A Farmer's Fridge in the Library Cafe./Kate Dempsey

By Kate Dempsey

 

   Brooklyn College’s Auxiliary Enterprise Committee (AEC), in conjunction with representatives from the Undergraduate Student Government (USG), has acquired two “Farmer’s Fridge” vending machines for the college following a demand for more abundant, healthier meal options on campus.

   The initiative, which began in the spring 2023 semester, was pitched as an alternative to the incomplete construction and lack of food in Boylan Hall’s cafeteria, a project that has faced setbacks for years towards its completion.

   “The construction in the cafeteria (the ANSUL [fire suppression] system) has gone on much longer than it should and new vendors cannot be brought in until it’s finished due to fire safety protocol,” said Carrie Ebbin, president of USG and a representative on the AEC committee. “When the construction is done and the cafeteria is up to safety standards, we hope that the college will be able to bring in different vendors to improve our food options on campus.”

   One crucial factor for the committee to acquire the machines was the price to sustain them month after month. The agreement reached with Farmer’s Fridge was that if $2,300 sales were not made every month, the AEC would have to cover any shortfalls; if $2,300 is sold every month, the machines become free of cost to the college. The AEC voted unanimously to take this risk.

   Farmer’s Fridge does not look like your average vending machine: they contain salads, pasta bowls, sandwiches, and more packaged in bright green recyclable containers. Farmer’s Fresh business model is built on “fresh, convenient meals,” partnering with local suppliers to bring new food every morning to the machines. For students in a hurry to grab something to eat, it is an alternative to leaving campus completely. The two machines are located in the West Quad building and the Library Cafe.

   “USG is fully committed to doing everything we can to increase the options people have on campus,” said Noam Abrahams, treasurer of USG. “We love the community around campus, but students shouldn’t need to leave just to grab food.”

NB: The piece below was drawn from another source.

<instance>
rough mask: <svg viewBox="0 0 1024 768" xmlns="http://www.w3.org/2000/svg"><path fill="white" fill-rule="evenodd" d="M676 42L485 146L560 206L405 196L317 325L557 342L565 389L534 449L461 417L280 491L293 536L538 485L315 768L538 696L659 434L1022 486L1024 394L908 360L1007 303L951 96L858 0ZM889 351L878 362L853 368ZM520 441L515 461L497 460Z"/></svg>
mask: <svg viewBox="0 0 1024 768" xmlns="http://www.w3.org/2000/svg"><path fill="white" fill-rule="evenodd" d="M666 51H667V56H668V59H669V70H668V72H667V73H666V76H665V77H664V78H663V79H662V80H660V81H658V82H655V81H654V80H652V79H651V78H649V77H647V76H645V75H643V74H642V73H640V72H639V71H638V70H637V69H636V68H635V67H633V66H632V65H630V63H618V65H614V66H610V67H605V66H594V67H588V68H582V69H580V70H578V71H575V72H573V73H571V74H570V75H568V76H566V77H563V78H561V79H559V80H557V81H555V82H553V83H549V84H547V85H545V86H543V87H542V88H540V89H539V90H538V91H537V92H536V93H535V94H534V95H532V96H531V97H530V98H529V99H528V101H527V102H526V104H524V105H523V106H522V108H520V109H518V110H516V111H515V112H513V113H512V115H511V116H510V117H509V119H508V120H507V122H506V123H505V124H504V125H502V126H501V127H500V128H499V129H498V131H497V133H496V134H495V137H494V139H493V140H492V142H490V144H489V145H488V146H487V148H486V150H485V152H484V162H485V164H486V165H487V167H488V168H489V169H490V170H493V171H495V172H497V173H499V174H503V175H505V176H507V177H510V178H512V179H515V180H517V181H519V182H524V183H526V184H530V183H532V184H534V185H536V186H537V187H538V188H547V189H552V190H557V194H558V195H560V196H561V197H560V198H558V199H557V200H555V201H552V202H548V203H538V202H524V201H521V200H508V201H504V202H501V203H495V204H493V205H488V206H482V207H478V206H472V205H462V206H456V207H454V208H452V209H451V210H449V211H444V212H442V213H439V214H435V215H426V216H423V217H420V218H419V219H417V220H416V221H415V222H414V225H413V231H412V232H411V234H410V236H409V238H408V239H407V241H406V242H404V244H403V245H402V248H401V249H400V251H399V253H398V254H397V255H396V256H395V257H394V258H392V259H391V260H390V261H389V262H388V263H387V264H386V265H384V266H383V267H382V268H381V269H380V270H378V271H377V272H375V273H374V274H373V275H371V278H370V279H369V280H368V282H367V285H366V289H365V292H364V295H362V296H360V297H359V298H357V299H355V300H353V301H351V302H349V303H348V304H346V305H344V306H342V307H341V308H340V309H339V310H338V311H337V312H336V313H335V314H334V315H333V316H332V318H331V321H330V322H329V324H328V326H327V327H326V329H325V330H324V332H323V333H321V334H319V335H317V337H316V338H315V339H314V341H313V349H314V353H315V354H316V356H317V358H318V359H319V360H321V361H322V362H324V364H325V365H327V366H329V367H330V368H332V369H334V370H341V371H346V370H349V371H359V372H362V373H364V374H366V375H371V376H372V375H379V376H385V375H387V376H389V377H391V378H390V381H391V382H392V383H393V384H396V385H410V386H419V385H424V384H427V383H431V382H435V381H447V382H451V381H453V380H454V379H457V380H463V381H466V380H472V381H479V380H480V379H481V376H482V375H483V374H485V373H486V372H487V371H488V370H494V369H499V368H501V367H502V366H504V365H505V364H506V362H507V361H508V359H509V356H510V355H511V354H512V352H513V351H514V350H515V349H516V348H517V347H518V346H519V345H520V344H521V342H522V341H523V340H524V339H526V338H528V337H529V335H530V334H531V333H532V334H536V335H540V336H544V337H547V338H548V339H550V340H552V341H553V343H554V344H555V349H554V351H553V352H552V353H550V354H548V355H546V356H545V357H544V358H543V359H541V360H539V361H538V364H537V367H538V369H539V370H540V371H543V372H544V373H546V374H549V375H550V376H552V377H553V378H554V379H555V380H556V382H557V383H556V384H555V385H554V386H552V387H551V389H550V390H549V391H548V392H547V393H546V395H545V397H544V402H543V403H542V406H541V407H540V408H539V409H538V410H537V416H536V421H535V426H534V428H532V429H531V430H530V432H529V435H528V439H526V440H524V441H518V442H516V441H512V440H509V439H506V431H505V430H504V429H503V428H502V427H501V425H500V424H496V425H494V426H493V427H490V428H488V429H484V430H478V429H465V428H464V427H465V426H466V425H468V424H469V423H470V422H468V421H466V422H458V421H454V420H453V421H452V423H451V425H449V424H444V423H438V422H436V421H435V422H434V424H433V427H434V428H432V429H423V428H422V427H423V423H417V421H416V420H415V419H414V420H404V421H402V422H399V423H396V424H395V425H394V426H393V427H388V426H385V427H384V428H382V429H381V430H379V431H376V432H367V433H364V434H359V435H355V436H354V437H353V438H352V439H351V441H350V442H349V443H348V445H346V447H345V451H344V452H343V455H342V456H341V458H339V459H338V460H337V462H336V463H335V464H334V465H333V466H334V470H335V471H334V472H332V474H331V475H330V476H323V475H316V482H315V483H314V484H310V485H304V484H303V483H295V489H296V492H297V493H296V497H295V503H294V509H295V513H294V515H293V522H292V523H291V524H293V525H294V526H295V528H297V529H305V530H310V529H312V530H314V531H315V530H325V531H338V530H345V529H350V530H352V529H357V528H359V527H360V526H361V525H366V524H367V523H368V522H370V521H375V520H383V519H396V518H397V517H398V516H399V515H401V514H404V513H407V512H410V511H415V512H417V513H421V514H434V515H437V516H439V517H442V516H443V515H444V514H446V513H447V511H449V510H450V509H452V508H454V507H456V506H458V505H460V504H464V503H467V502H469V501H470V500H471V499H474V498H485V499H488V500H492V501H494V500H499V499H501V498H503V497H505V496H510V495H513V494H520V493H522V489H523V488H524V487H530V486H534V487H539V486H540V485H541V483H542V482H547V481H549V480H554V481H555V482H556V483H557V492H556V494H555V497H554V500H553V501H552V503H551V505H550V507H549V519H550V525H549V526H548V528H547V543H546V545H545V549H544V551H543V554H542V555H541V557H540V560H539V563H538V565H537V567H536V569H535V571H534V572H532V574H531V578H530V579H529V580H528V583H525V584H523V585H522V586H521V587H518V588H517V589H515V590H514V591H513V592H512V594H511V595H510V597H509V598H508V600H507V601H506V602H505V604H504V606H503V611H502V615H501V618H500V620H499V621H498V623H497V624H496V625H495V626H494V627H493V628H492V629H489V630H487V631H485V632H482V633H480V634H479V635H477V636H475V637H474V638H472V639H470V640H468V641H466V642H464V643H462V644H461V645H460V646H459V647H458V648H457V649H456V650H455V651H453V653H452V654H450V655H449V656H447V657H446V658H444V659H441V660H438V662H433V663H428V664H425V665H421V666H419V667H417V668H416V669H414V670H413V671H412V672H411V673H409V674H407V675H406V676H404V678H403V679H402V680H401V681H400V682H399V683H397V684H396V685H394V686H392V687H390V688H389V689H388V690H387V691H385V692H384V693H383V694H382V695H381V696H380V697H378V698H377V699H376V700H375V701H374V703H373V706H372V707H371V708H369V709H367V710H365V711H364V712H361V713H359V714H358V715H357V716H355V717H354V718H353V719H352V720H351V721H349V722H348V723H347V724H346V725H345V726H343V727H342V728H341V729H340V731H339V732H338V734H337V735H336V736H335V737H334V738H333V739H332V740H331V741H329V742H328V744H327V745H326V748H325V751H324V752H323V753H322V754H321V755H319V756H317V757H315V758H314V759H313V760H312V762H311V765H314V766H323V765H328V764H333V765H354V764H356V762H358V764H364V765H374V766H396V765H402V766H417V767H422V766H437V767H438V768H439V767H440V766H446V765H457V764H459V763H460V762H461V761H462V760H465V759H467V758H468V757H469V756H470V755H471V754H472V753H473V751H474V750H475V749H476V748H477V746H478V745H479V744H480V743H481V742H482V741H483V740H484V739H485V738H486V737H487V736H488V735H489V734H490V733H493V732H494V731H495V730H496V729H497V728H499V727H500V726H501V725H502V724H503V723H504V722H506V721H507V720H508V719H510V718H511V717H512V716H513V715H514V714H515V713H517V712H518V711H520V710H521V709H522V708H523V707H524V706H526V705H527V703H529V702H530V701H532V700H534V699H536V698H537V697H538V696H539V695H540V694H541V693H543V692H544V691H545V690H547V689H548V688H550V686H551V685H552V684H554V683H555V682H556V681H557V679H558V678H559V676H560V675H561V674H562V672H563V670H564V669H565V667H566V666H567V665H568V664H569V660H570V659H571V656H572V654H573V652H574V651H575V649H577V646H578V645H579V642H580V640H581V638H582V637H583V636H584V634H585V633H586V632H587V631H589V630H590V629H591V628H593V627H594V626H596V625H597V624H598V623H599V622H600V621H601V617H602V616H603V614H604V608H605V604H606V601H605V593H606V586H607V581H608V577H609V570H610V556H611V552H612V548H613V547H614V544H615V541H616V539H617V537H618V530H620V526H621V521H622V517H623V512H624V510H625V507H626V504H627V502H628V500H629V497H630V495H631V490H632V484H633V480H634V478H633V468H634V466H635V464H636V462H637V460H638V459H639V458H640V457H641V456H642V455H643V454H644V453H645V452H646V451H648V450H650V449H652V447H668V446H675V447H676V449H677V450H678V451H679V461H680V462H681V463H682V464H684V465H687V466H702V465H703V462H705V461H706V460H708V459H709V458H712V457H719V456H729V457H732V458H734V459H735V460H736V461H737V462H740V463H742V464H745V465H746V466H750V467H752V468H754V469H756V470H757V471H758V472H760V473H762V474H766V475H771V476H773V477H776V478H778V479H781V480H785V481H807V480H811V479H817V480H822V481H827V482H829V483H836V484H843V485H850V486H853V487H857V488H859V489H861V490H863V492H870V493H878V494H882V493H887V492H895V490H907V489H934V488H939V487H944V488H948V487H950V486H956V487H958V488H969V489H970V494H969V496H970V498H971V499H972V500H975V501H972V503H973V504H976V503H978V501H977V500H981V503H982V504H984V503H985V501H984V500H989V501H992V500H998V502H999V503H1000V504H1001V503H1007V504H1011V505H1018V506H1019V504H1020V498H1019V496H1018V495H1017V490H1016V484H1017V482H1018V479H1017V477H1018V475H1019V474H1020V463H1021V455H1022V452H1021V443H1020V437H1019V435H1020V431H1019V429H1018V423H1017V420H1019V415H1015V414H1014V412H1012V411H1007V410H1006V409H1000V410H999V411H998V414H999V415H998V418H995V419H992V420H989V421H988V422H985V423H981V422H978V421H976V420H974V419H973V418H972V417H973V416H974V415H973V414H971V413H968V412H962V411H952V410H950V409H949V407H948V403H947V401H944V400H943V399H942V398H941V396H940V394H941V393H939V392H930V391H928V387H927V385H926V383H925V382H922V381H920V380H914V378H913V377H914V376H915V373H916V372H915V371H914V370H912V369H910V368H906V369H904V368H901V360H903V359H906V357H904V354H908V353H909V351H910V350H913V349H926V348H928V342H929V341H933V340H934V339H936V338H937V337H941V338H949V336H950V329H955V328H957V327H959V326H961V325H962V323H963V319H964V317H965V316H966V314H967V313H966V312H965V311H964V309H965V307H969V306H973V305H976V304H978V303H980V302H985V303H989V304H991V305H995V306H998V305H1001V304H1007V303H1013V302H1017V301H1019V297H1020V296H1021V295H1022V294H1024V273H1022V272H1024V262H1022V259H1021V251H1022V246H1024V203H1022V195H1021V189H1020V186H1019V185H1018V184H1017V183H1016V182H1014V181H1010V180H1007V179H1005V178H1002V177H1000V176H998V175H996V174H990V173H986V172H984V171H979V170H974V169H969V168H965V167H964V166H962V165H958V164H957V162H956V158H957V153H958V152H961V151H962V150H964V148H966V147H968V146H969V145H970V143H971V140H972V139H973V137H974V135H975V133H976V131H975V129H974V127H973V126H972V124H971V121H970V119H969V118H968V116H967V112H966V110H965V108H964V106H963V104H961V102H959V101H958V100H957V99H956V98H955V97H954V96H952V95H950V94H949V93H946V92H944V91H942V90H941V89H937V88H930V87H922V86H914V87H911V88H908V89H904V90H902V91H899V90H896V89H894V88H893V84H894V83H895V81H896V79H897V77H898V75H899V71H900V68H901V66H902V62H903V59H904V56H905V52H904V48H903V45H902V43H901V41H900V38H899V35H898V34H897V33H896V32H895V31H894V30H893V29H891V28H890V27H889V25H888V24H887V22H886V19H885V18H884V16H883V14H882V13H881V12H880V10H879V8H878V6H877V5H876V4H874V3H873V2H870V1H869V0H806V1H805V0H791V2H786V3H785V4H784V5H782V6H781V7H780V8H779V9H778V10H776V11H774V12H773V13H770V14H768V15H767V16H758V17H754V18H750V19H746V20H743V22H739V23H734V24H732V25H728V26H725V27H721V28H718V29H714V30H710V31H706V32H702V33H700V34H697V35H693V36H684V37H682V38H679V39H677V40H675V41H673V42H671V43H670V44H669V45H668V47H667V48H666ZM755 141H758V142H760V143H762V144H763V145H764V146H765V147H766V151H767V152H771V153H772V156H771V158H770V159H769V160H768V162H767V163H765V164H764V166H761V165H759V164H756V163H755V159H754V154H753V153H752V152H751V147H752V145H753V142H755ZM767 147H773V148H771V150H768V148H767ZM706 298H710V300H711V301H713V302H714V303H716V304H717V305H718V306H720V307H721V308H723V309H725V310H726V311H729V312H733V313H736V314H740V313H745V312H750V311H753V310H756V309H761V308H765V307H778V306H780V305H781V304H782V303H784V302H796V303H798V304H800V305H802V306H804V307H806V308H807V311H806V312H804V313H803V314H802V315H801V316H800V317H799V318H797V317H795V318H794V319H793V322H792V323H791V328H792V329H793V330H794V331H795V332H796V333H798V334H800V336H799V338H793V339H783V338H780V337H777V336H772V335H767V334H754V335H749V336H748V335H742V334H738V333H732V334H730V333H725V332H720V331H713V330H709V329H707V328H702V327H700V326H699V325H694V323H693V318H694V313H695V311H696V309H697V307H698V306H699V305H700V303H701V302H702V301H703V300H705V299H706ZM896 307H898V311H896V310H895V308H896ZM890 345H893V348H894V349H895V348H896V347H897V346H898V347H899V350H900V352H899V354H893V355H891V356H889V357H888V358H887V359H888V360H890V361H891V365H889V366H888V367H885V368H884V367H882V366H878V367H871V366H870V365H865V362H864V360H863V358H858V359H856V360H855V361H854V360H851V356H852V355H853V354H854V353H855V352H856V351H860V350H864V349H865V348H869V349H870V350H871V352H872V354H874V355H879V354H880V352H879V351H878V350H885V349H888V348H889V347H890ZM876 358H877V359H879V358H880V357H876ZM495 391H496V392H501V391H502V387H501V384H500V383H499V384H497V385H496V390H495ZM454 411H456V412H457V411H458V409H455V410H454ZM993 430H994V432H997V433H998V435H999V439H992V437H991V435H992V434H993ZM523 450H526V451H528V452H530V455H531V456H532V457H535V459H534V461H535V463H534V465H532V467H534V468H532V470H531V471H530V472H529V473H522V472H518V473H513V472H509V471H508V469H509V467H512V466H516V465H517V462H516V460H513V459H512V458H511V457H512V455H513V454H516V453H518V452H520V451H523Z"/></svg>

   The demand for healthier options on campus began with CUNY’S Campaign for Healthy Food (CHeF) in the spring, which began advocating for CUNY-wide alternatives to partnerships made with companies selling unhealthy sodas and snacks, the biggest being the conglomerate Coca-Cola. The campaign called for an end to the contract, which was instead replaced with a 10-year, $21 million contract with the conglomerate Pepsi that will exclusively sell its products in all CUNY vending machines.

   “Their proposal offered a variety of products and a level of support and a total royalty number that was superior,” said CUNY spokesperson Michael Arena for The New York Times. “There was a sense that there were certain areas that were ripe for leveraging the buying power across the university.”

   CUNY has cited that part of the money will go towards sustainability initiatives, allocating money to each of the colleges. To those working on the CHeF campaign, the decision to partner with these companies allows them to have a detrimental monopoly on products at the schools that are anything but sustainable.

   “We’re not just encompassing like nutritional aspects, but also like how it affects sustainability,” Abeir Anasseri, a researcher for CHeF, told The Vanguard in March. The campaign noted that many of the products to be sold are made up of plastics that are difficult to recycle, potentially adding to already growing landfills. In addition, they noted that partnerships with companies like Pepsi take away support for locally-owned food options.

   To continue its goal of providing more options to students while supporting local food suppliers, USG will be commencing a food truck project on Sept. 13, which will feature two food trucks. Students will then have the option to fill out a survey to share their thoughts on the project.

   “The more students that stay on campus during downtime, the more vibrant and exciting student life will be on campus,” said Ebbin. “We have to do everything we can […] offering different food options on campus to make campus exciting and engaging for students to hang out and enjoy their time here.”